Wie wird aus einer Hypothek eine Eigentümergrundschuld?
by admin ~ Januar 31st, 2010. Filed under: Baufinanzierung.Vom Grundprinzip handelt es sich bei beiden Begriffen um ein dingliches Recht an einer Immobilie. Das kann sowohl ein bebautes als auch ein unbebautes Grundstück sein. Die rechtliche Basis der Hypothek stellt das BGB dar. Im Paragrafen 1113 ist geregelt, welchen Mindestinhalt eine Hypothek haben muss. In jedem Falle aber muss einer Hypothek eine konkrete Forderung zugrunde liegen. Der dazu übergebene Hypothekenbrief kann gehandelt werden. Das bedeutet, dass auch die Bank die das Darlehen ausgereicht hat, den Hypothekenbrief an Dritte, zum Beispiel eine andere Bank oder eine Investmentgesellschaft verkaufen kann. Eine zwingende Voraussetzung für die Umwandlung einer Hypothek in eine Eigentümergrundschuld ist, dass das verbundene Darlehen vollständig getilgt ist. Nur in diesem Fall erhält man nämlich eine Löschungsgenehmigung.

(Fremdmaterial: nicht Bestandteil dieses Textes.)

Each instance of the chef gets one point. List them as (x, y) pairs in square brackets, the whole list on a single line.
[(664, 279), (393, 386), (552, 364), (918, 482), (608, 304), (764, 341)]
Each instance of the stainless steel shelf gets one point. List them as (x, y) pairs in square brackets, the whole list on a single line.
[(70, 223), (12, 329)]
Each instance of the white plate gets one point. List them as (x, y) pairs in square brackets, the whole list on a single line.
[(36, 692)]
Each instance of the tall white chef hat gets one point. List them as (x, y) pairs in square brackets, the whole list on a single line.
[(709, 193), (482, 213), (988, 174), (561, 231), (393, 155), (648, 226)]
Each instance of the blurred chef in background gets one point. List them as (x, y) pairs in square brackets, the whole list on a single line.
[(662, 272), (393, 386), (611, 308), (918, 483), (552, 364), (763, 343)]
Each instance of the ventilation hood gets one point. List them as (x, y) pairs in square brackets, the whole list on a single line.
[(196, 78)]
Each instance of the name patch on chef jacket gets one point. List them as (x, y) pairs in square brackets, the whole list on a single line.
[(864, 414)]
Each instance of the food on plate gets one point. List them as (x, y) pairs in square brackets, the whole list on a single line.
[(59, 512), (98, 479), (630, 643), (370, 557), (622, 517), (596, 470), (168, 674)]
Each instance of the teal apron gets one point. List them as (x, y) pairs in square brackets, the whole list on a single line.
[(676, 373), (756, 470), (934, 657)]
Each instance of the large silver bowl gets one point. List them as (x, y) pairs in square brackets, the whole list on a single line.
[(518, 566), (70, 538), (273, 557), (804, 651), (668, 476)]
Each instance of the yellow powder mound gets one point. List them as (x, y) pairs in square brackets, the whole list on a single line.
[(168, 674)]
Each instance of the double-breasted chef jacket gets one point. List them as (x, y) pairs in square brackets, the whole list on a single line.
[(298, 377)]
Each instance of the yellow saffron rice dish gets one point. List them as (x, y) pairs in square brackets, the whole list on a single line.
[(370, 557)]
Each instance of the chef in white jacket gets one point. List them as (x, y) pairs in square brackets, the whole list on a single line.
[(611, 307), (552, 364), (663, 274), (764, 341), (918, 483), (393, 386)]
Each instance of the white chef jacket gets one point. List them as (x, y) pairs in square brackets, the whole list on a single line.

Damit kann man zum Notar gehen und die Änderung der Grundbucheintragung von der Hypothek zur Eigentümergrundschuld vornehmen lassen. Eine Eigentümergrundschuld hat einige Vorteile. Sie kann genutzt werden, wenn man erneut eine Hypothek benötigt. Die Eintragung einer Eigentümergrundschuld macht auch dann Sinn, wenn man für eine Baufinanzierung mehrere Darlehen benötigt. Dann kann man nämlich damit einen guten Rangplatz für die umfangreichste Finanzierung frei halten. Ein vorderer Rang bringt in jedem Fall Vorteile bei den Zinsen, die die Bank für eine Hypothek erhebt. Bestimmte Größenordnungen bei der Baufinanzierung bekommt man ohnehin nur, wenn das sichernde dingliche Recht auf Rang 1 oder 2 im Grundbuch eingetragen werden kann.